A week later Diaz-Lanz resigned his post and declared publicly that Castro’s civilian government was a hollow sham, nothing but a front (maintained with the then-invaluable assistance of the New York Times) for Soviet-trained communists who were running the show behind the scenes, especially in the crucial functions of the military and police. Diaz-Lanz then bundled his wife and kids onto a small boat and escaped to Miami just ahead of a firing squad.
After weeks of frantically knocking on doors and hoarse from phone calls, Diaz-Lanz finally appeared at a public hearing before the Senate Internal Security Subcommittee. The date was July 14, 1959.
Mr. SOURWINE (Chief Counsel): “Is Castro friendly to the United States?”
Major DIAZ: “No.”
Mr. SOURWINE: “But Fidel Castro has said on many occasions [as dutifully transcribed and transmitted by the New York Times] that he is friendly to the United States. You are saying that this is not true?”
Major DIAZ. “He is lying.”
Mr. SOURWINE: “You are completely sure that Fidel Castro is what?”
Major DIAZ: “That Fidel Castro is a communist. Also, I’m prepared because the communists have a well-known system of trying to destroy the reputations of anyone who disagrees with them.”
The following day Castro put his fingers to his mouth, blew a whistle and The New York Times scurried to duty: “In Cuba there are no communists in positions of control,” stressed their reporter Herbert Matthews in a fresh article. “The accusations of Major Pedro Diaz- Lanz are rejected by everybody.”
But as Diaz-Lanz warned, when outing communists, their denial is only half the story. The truth- teller must also be defamed. Castro whistled again.

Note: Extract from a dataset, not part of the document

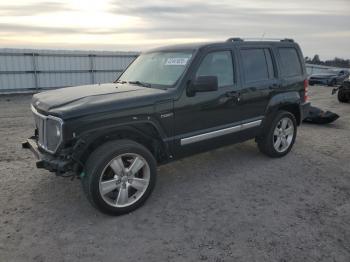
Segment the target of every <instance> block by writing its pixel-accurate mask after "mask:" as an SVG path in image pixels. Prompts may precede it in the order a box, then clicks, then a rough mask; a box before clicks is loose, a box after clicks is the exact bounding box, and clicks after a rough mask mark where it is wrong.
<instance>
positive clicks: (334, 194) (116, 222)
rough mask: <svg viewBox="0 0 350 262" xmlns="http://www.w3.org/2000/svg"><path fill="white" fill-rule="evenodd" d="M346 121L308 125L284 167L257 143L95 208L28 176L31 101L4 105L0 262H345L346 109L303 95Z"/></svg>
mask: <svg viewBox="0 0 350 262" xmlns="http://www.w3.org/2000/svg"><path fill="white" fill-rule="evenodd" d="M310 89H311V90H310V96H311V101H312V103H313V105H316V106H320V107H322V108H323V109H329V110H332V111H334V112H336V113H338V114H339V115H340V116H341V117H340V119H338V120H337V121H336V122H335V123H333V124H330V125H324V126H316V125H307V124H304V125H303V126H302V127H301V128H300V129H299V130H298V131H299V133H298V138H297V141H296V144H295V146H294V148H293V150H292V152H291V153H290V154H289V155H287V156H286V157H284V158H282V159H270V158H267V157H265V156H264V155H262V154H260V153H259V152H258V150H257V147H256V145H255V143H254V141H248V142H245V143H242V144H237V145H234V146H228V147H225V148H222V149H219V150H215V151H211V152H208V153H204V154H200V155H196V156H193V157H190V158H187V159H184V160H181V161H177V162H175V163H171V164H168V165H165V166H162V167H160V168H159V176H158V181H157V185H156V188H155V191H154V193H153V195H152V196H151V197H150V199H149V200H148V201H147V202H146V204H145V206H144V207H142V208H140V209H138V210H137V211H135V212H134V213H132V214H129V215H125V216H122V217H110V216H106V215H103V214H101V213H99V212H98V211H96V210H95V209H94V208H92V207H91V206H90V204H89V203H88V201H87V200H86V199H85V196H84V195H83V192H82V190H81V185H80V181H79V180H74V181H70V180H69V179H65V178H60V177H55V176H54V175H52V174H50V173H49V172H46V171H44V170H38V169H36V168H35V164H34V156H33V155H32V154H31V152H30V151H26V150H22V149H21V146H20V142H21V141H22V140H24V139H25V138H27V137H28V136H30V135H31V134H32V130H33V124H32V116H31V113H30V110H29V102H30V96H29V95H17V96H2V97H0V121H1V124H0V144H1V150H0V181H1V182H0V214H1V216H0V261H118V262H120V261H259V262H260V261H279V262H282V261H297V262H300V261H346V262H348V261H350V173H349V170H350V104H339V103H338V101H337V99H336V96H331V95H330V88H328V87H319V86H315V87H312V88H310Z"/></svg>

“Sources (obviously Castro and his henchmen, exactly as in the Cruz case) tell me that Major Diaz-Lanz was removed from his office for incompetence, extravagance and nepotism,” added Herbert Matthews in his front page New York Times article on July, 16 1959 (the very day following Diaz-Lanz’ testimony!)
“To our American friend Herbert Matthews with gratitude. Without your help, and without the help of the New York Times, the Revolution in Cuba would never have been.” (Fidel Castro while pinning a medal on NYTimes reporter Herbert Matthews April, 1959)
“Much more valuable to us than military recruits were recruiting American reporters to export our propaganda.”(Che Guevara in his diaries.)